To the left of the ruins is the tiny Na Tcha Temple, a simple, peaceful temple founded over 400 years ago. The temple and the Ruins of St. Paul's reflect profoundly different cultures, yet they stand close enough, an astonishing proof where East and West have so peculiarly learnt how to live side by side along the centuries, a culture that makes Macau so unique. Just outside Na Tcha Temple is a section of the Old City Walls. The oldest point of the city walls was constructed in 1569. During that turbulent period, the Chinese government opposed the construction of city walls and they were broken down a number of times, although the incumbent Portuguese administration continued its construction until 1632. Today, the remaining wall measures just 18.5m long, 5.6m high and roughly 1m wide.

The 17th century Mount Fortress occupies a hilltop to the east of the Ruins of St. Paul’s, and is one of the most ancient Western fortresses in China. Some 300 years ago, during the height of the Ming Dynasty, Mount Fortress solemnly guarded the city. The canons were used only once, when the Dutch invaded Macau in 1622.
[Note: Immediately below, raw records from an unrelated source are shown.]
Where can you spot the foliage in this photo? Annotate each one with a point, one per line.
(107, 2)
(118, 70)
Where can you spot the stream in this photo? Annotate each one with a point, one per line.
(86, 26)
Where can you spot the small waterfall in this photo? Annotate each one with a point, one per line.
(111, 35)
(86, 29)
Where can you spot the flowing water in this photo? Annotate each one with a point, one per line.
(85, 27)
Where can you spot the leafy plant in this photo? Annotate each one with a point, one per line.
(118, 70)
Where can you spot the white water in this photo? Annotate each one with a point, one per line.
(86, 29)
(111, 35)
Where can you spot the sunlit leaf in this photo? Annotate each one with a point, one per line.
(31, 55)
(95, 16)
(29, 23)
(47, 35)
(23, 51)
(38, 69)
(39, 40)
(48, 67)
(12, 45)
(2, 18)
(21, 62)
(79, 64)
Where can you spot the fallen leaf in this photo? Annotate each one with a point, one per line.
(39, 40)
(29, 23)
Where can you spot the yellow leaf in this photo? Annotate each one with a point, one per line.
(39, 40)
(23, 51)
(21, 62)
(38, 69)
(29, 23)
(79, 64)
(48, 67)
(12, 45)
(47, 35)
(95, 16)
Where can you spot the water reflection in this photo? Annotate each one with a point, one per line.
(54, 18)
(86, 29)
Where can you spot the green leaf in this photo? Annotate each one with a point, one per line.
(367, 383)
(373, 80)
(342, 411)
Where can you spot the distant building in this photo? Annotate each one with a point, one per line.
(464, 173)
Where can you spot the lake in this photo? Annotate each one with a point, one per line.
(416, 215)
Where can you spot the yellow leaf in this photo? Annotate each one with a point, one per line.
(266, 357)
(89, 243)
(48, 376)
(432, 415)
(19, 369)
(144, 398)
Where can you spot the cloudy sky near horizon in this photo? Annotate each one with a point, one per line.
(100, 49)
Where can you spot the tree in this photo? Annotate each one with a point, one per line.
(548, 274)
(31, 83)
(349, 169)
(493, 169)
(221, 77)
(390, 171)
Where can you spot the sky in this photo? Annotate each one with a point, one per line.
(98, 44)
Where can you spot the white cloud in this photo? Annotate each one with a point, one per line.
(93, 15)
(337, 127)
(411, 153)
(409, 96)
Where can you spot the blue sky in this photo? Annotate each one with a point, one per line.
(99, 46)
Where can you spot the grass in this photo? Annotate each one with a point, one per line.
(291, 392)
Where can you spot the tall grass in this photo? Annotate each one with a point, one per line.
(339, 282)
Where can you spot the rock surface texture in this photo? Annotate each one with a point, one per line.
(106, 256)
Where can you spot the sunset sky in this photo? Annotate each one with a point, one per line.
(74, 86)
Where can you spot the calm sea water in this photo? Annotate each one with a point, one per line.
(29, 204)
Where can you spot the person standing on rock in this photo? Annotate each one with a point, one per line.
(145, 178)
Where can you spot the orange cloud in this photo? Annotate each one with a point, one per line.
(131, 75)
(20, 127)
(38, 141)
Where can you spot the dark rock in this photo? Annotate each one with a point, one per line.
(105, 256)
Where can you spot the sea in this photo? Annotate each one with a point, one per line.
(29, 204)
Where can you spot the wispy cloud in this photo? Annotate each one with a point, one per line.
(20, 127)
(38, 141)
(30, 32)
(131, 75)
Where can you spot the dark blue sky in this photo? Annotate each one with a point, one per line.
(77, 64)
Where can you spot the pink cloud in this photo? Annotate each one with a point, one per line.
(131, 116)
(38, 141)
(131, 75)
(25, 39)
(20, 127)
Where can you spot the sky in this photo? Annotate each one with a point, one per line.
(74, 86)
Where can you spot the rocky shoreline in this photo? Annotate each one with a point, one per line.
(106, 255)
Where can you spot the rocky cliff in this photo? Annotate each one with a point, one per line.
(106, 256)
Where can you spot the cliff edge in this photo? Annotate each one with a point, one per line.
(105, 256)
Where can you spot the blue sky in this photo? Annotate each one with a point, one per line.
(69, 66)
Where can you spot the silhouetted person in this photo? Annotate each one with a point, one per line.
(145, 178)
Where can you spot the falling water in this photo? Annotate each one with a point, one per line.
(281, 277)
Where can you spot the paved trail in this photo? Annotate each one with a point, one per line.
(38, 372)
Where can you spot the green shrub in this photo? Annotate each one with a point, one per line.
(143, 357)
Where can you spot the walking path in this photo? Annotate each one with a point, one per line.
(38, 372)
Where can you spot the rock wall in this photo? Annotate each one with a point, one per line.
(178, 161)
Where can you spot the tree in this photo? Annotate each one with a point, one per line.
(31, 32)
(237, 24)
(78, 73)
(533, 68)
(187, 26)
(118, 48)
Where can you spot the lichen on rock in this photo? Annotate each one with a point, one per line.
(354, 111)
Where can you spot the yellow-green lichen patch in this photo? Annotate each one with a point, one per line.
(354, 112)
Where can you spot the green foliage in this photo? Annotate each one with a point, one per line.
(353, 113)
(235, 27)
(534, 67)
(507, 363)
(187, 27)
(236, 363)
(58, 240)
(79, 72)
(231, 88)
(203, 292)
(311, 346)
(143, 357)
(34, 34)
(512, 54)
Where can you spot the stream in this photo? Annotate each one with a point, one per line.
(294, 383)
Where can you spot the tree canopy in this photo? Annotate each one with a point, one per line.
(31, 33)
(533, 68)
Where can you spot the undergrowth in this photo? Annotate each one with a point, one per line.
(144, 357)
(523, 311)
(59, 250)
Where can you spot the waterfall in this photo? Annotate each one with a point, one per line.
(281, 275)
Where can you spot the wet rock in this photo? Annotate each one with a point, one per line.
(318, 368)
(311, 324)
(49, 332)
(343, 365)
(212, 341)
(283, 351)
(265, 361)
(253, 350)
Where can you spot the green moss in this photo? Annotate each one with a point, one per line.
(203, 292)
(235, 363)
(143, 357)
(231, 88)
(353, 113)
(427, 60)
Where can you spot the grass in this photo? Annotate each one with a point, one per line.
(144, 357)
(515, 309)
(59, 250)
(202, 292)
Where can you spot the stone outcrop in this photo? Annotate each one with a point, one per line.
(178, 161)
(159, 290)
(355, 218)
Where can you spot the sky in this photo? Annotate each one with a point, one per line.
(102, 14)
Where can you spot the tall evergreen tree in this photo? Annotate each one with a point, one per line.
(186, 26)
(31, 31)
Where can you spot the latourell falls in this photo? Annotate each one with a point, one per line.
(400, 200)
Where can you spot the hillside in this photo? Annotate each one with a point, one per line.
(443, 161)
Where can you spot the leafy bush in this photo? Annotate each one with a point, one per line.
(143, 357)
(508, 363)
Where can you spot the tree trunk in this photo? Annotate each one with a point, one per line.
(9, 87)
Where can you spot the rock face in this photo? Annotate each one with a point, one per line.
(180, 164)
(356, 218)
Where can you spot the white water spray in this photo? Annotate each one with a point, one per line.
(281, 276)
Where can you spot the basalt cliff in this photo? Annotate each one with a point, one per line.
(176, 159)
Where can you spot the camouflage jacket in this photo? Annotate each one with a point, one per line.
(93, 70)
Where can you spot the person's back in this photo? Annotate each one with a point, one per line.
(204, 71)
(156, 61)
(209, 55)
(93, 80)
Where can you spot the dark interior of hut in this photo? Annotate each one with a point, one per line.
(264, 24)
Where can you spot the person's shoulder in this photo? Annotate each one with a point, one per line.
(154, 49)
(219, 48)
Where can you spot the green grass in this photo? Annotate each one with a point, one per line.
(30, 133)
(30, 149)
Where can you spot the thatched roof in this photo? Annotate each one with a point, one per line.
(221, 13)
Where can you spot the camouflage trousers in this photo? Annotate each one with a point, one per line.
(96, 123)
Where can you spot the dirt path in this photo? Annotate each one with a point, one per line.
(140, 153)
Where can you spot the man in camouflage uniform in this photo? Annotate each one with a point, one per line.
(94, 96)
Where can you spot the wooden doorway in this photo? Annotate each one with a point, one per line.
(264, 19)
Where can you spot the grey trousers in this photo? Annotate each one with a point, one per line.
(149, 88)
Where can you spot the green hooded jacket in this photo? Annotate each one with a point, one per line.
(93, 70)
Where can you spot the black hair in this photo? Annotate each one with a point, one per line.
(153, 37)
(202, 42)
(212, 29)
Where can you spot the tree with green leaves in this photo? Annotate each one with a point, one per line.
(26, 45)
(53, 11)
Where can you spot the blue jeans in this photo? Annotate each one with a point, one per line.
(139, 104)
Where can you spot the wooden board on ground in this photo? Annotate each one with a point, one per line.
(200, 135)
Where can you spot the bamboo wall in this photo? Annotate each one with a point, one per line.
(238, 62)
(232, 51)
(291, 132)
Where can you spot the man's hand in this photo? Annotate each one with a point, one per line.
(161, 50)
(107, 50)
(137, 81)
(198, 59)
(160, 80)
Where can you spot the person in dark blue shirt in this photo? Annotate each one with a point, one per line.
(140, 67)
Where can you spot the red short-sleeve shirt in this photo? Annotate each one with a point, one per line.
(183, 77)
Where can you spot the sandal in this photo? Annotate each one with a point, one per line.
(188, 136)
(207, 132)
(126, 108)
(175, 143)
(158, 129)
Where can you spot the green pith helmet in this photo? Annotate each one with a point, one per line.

In 1998, the three-level Macau Museum was built into the fortress hill. The museum provides an excellent overview of Macau's history, local traditions, and arts and crafts. Arranged chronologically, the first floor depicts the beginnings of Macau and the arrival of Portuguese traders and Jesuit missionaries. Particularly interesting is the room comparing Chinese and European civilizations at the time of their encounter in the 16th century, including descriptions of their different writing systems, philosophies, and religions. The second floor deals with the daily life and traditions of old Macau, including festivals, wedding ceremonies, and industries ranging from fishing to fireworks factories. Displays include paintings and photographs depicting Macau through the centuries, traditional games and toys, an explanation of Macanese cuisine and architecture, and a re-created street in Macau lined with colonial and Chinese facades with tea, pastry, and traditional Chinese pharmacy shops. The top floor, the only one aboveground, is of Macau in the present time, including characteristic aspects of the city life, and its plans for the future.

The very interesting exhibits in the Macau Museum

It was already dusk by the time we finished our tour of the museum, and we caught the romantic sight of the Ruins of St. Paul’s bathes in the warm evening light, minus the throngs of tourists.

We didn’t manage to visit the other few heritage sites - St. Anthony's Church, Camões Square, Casa Garden & the Protestant Cemetery, and the Guia Fortress. On hindsight, we should have taken the evening/night ferry to Macau the day before. That would have given us the extra half-day to complete the heritage trail.